The chance the well could be subject to fracking has aroused intense controversy in St. Tammany.
By a 4-3 vote, the court refused to hear the appeal, allowing a decision by the 1st Circuit Court of Appeal to stand. Justices Greg Guidry, Jeannette Theriot Knoll and Marcus Clark dissented.
The appeals panel ruled earlier this year that the parish’s zoning ordinance, which bans industrial activity at the site, had to be considered, but not followed, by the state when considering the permit application.
The decision effectively ends a nearly two-year legal challenge against Helis Oil & Gas Co.’s plans to drill a well in a wooded tract northeast of Mandeville.
The case pitted the parish against the state’s commissioner of conservation, who issued a permit to Helis to drill an exploratory well at the site.
The group Concerned Citizens of St. Tammany, which has strongly opposed the well, joined the suit on the side of the parish. Helis also joined on the side of the Office of Conservation.
Helis, through a spokesman, praised the decision.
“Helis is pleased that these legal proceedings have come to a logical and long-expected conclusion and look forward to being responsible corporate neighbors and contributors to the parish’s quality of life,” spokesman Greg Beuerman said.
On the other side, Concerned Citizens lambasted the decision, saying it “sweeps aside long-standing constitutional principles for citizens and instead gives new, special privilege to certain companies.”
The group said it planned to ask the court to reconsider its decision.
Two of the dissenting justices, Knoll and Guidry, offered reasons for their votes.
Knoll, in a two-page statement, said the appeals court properly identified the commissioner’s right to issue a permit as a specific police power afforded him under the state constitution, but that zoning regulations are also an exercise of police power.
“I find the Court of Appeal failed to acknowledge and analyze the tension between these two police powers,” Knoll wrote.

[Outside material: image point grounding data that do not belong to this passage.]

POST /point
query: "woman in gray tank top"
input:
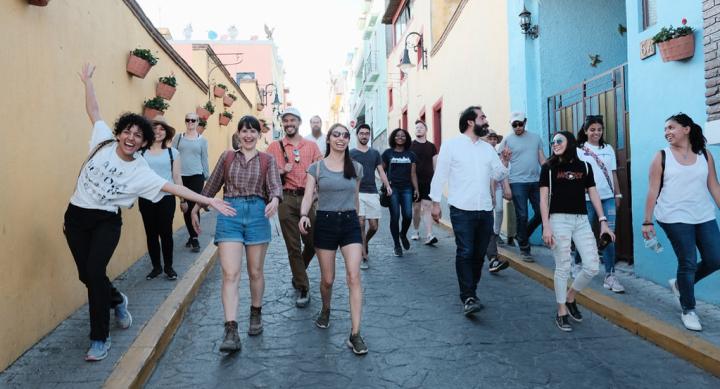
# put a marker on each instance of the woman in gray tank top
(336, 178)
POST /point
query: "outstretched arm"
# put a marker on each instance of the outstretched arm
(91, 105)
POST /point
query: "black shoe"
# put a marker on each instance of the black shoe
(573, 311)
(154, 273)
(471, 306)
(405, 242)
(563, 323)
(170, 273)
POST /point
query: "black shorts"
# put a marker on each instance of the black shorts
(336, 229)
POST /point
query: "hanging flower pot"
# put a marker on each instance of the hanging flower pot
(219, 90)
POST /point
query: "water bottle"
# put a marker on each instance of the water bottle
(653, 245)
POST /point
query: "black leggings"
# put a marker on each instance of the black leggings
(195, 184)
(92, 236)
(158, 218)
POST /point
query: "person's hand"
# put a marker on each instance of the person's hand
(304, 225)
(436, 212)
(547, 236)
(271, 208)
(87, 72)
(222, 206)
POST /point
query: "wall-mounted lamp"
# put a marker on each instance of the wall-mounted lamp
(526, 24)
(405, 64)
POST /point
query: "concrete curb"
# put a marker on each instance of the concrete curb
(138, 363)
(695, 350)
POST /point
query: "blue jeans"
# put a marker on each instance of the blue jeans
(400, 199)
(608, 254)
(522, 192)
(686, 240)
(472, 233)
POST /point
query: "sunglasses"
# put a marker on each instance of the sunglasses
(339, 134)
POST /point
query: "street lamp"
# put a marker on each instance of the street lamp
(405, 64)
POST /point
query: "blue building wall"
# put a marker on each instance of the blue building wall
(657, 90)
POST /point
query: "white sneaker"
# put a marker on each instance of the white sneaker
(611, 282)
(691, 321)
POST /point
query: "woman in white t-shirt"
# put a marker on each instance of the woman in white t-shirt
(601, 156)
(112, 177)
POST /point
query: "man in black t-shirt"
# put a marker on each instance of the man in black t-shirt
(426, 158)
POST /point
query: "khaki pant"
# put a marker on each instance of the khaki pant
(289, 214)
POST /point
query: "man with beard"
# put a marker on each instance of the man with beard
(293, 155)
(527, 156)
(370, 209)
(468, 165)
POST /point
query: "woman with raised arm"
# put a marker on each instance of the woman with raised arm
(112, 177)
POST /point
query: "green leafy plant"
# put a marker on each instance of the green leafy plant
(146, 55)
(209, 107)
(169, 80)
(156, 102)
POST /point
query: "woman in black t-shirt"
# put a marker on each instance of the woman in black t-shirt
(564, 178)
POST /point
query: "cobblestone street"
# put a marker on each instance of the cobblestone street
(416, 333)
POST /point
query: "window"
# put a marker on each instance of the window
(649, 13)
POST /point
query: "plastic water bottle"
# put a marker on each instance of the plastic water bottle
(654, 245)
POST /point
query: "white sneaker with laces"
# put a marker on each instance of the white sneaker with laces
(691, 321)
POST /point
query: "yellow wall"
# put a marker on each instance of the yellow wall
(45, 139)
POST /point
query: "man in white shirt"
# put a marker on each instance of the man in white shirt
(468, 165)
(317, 136)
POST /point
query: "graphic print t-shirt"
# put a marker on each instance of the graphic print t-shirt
(107, 182)
(569, 182)
(399, 167)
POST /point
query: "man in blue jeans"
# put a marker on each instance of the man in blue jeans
(467, 165)
(526, 157)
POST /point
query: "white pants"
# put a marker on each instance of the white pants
(569, 228)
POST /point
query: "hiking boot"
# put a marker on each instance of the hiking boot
(563, 323)
(98, 350)
(357, 344)
(323, 319)
(154, 273)
(574, 311)
(303, 299)
(123, 318)
(611, 282)
(471, 306)
(231, 339)
(255, 327)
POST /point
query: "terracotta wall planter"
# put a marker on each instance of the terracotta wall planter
(137, 66)
(218, 92)
(165, 91)
(150, 113)
(678, 48)
(202, 112)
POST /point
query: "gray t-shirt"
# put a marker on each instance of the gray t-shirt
(524, 164)
(370, 161)
(335, 192)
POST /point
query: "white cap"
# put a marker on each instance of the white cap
(291, 111)
(517, 117)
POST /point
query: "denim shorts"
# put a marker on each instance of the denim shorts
(249, 226)
(336, 229)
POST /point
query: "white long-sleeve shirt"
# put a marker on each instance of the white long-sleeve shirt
(468, 168)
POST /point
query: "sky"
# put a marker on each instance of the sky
(313, 36)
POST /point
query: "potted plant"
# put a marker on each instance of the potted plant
(229, 99)
(166, 87)
(219, 90)
(140, 62)
(205, 111)
(675, 43)
(225, 118)
(155, 106)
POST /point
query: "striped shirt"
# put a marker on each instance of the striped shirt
(308, 153)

Guidry was more direct, saying zoning ordinances “are fundamental to our system of self-governance and of great importance to the citizenry” and that the case warranted a full review by the high court.

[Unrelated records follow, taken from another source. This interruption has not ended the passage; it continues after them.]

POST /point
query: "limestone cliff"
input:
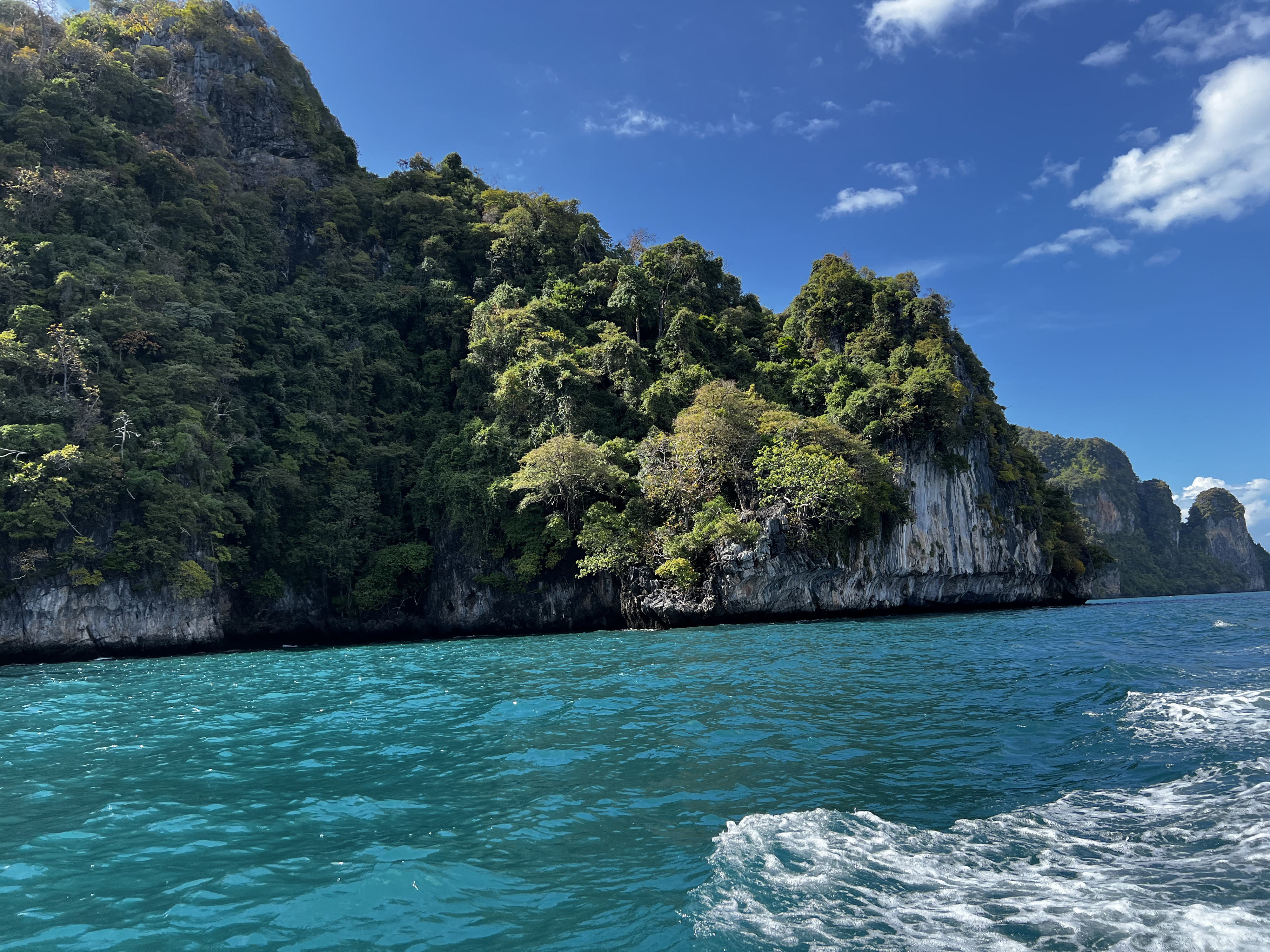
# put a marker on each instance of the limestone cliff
(246, 97)
(963, 548)
(1156, 553)
(1217, 525)
(59, 621)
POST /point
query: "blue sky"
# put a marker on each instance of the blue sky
(986, 145)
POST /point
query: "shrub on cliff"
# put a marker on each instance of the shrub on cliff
(288, 369)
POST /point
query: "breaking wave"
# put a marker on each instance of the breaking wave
(1206, 717)
(1180, 866)
(1177, 868)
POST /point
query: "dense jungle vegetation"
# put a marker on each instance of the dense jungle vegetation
(232, 356)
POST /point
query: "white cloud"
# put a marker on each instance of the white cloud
(899, 171)
(1217, 171)
(909, 173)
(1200, 40)
(634, 124)
(631, 122)
(1161, 258)
(1255, 497)
(852, 201)
(1100, 239)
(1141, 138)
(877, 106)
(893, 25)
(1107, 55)
(810, 130)
(1064, 172)
(1039, 7)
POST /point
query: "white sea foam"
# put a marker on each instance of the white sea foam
(1178, 868)
(1213, 717)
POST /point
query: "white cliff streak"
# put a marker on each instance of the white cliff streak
(962, 549)
(952, 554)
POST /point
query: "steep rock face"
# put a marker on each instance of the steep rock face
(1139, 522)
(558, 602)
(57, 621)
(952, 554)
(1100, 510)
(258, 103)
(1217, 522)
(957, 552)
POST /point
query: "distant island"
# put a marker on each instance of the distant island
(1139, 522)
(252, 392)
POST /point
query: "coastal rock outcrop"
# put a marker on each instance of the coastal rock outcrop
(1156, 553)
(59, 621)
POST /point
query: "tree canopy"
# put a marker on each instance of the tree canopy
(231, 354)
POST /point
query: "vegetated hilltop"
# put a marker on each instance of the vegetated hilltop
(238, 365)
(1139, 522)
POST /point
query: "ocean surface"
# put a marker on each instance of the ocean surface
(1075, 779)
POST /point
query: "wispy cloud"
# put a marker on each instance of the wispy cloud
(811, 130)
(877, 106)
(631, 122)
(1141, 138)
(1164, 258)
(1108, 55)
(1039, 7)
(1200, 40)
(852, 202)
(1098, 238)
(910, 173)
(893, 25)
(1062, 172)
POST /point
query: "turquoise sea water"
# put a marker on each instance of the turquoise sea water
(1079, 779)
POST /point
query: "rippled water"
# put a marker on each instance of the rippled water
(1081, 779)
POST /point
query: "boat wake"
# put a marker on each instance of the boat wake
(1180, 866)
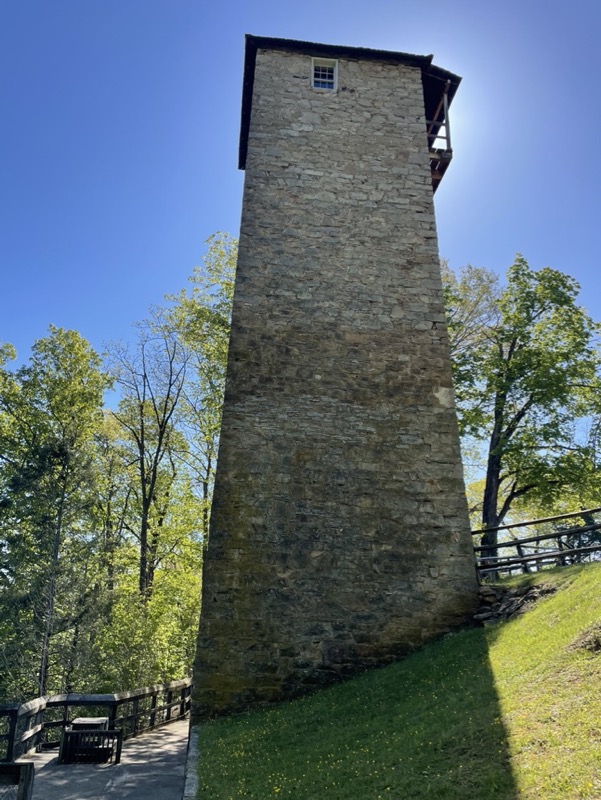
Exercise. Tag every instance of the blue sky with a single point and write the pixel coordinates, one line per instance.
(119, 136)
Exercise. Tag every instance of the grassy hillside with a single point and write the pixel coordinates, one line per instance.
(499, 713)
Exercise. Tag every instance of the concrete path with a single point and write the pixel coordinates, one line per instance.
(151, 768)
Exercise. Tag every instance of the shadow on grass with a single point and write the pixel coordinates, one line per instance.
(426, 728)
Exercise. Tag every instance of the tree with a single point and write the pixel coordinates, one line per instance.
(526, 371)
(50, 410)
(201, 321)
(151, 379)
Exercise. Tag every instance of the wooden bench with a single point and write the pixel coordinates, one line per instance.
(90, 746)
(19, 775)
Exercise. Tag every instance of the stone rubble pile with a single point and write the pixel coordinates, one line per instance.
(498, 603)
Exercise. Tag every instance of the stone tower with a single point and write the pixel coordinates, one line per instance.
(339, 530)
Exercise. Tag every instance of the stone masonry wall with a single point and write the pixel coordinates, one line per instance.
(339, 532)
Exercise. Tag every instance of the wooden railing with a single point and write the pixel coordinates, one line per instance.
(38, 723)
(560, 547)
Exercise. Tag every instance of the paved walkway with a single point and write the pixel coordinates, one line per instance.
(151, 768)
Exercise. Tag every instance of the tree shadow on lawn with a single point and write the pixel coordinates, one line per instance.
(428, 727)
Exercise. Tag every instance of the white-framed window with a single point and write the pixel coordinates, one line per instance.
(324, 73)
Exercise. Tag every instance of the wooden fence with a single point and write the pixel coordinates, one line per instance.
(38, 723)
(560, 547)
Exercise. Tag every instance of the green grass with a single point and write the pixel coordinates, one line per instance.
(510, 711)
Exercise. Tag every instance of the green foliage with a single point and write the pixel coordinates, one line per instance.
(103, 513)
(496, 713)
(525, 365)
(50, 410)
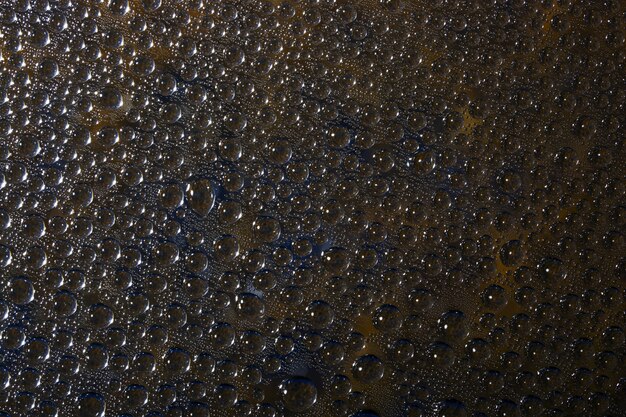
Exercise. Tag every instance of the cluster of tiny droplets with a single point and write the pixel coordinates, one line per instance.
(313, 207)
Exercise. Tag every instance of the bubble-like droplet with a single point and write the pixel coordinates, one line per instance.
(298, 393)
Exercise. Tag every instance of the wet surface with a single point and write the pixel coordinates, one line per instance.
(321, 208)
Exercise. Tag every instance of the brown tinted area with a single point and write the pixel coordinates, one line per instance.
(247, 208)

Helis plans to start moving a drilling rig onto the site off La. 1088 within the week, and drilling could begin by the end of this month.

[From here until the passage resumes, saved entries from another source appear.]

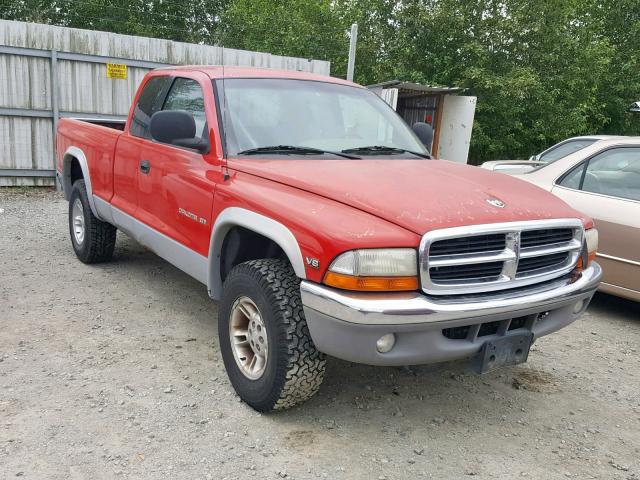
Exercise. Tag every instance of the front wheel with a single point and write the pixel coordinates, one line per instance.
(264, 339)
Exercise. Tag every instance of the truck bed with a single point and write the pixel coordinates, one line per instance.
(97, 139)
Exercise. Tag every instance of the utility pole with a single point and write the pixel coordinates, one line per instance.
(352, 52)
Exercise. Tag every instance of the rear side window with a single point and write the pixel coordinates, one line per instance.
(615, 172)
(148, 104)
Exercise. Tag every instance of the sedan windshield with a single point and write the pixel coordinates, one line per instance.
(287, 117)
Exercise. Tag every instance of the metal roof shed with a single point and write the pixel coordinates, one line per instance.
(450, 115)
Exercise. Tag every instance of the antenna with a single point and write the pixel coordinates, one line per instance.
(224, 123)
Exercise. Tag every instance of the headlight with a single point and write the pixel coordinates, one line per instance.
(589, 250)
(379, 269)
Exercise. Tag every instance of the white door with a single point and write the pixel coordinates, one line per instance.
(455, 127)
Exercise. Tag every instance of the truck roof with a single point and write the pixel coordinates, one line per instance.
(219, 71)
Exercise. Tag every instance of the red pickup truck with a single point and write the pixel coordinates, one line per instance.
(318, 219)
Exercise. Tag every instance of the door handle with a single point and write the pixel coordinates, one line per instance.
(145, 166)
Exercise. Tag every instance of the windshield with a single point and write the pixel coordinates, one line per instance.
(266, 112)
(564, 149)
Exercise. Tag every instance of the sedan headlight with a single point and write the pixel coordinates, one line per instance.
(589, 250)
(379, 269)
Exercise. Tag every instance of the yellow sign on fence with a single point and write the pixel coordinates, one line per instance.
(117, 70)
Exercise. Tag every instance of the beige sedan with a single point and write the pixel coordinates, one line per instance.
(603, 181)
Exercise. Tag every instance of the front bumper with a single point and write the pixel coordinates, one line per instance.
(347, 325)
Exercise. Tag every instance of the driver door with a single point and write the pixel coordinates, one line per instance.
(175, 192)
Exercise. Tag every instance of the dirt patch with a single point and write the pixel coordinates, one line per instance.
(535, 381)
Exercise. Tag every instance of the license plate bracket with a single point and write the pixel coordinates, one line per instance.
(499, 352)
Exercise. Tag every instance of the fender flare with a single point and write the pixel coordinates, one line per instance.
(69, 155)
(272, 229)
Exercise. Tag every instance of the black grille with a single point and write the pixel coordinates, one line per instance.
(528, 265)
(536, 238)
(478, 243)
(466, 272)
(499, 327)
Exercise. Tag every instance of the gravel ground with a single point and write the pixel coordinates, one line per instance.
(114, 371)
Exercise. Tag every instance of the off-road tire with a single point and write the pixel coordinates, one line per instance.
(294, 368)
(99, 237)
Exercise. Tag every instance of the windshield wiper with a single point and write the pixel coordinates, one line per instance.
(382, 149)
(293, 149)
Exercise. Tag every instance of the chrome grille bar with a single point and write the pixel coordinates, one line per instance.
(463, 273)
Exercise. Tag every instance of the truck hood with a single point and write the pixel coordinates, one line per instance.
(419, 195)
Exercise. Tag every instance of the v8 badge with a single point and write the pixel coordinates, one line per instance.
(313, 262)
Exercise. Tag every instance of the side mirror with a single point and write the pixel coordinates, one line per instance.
(424, 132)
(176, 127)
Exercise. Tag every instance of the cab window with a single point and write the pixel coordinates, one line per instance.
(186, 94)
(148, 103)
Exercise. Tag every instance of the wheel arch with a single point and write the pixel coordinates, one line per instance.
(273, 230)
(72, 157)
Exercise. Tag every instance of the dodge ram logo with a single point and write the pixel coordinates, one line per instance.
(495, 202)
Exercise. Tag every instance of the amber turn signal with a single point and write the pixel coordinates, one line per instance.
(371, 284)
(590, 258)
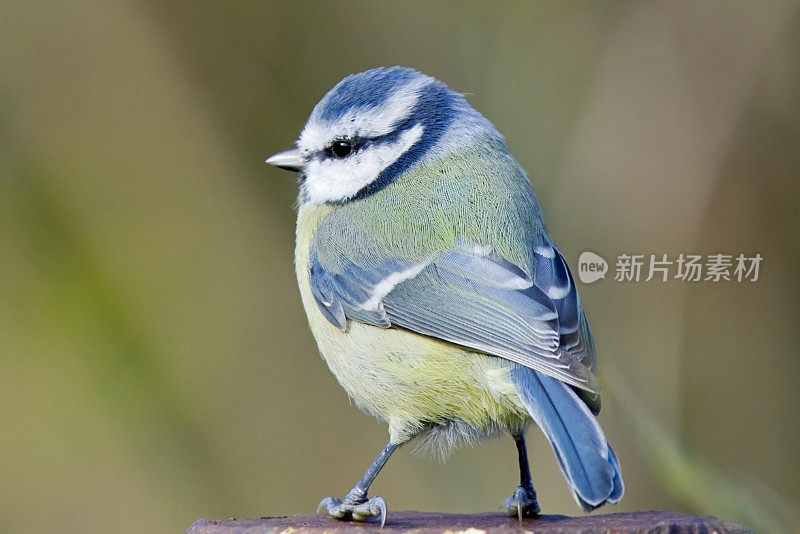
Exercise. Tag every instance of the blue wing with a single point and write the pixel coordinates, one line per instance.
(471, 297)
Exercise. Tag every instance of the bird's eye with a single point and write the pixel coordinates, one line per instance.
(342, 148)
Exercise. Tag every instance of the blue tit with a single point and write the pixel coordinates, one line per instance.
(433, 288)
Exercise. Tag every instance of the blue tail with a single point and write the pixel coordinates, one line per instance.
(588, 463)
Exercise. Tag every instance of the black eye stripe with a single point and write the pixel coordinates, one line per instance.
(341, 148)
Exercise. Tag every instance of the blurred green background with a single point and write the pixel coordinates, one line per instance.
(155, 363)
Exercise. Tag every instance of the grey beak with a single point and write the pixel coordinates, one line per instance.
(289, 159)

Company officials have said drilling the 13,000-foot-deep vertical well should take about 30 days, and they hope to be finished by the time school starts in August.
Once that well is drilled, the company plans to collect samples and also conduct tests on a 270-foot-thick layer of rock more than 12,000 feet down to see if the formation, part of the Tuscaloosa Marine Shale, could be an economically viable source of oil, Helis official Mike Barham said.
Analysis of the samples and test results is expected to take several months.
If the results are positive — a 50-50 proposition, Barham said — Helis would move to Phase 2 of the project, which would involve hydraulic fracturing, or fracking.
Before that could take place, the company would have to reapply to the U.S. Army Corps of Engineers for a new wetlands permit for a larger drill pad. It also would have to get a new permit from the Office of Conservation.
Barham said he would not be surprised if it is 2017 before any fracking could occur.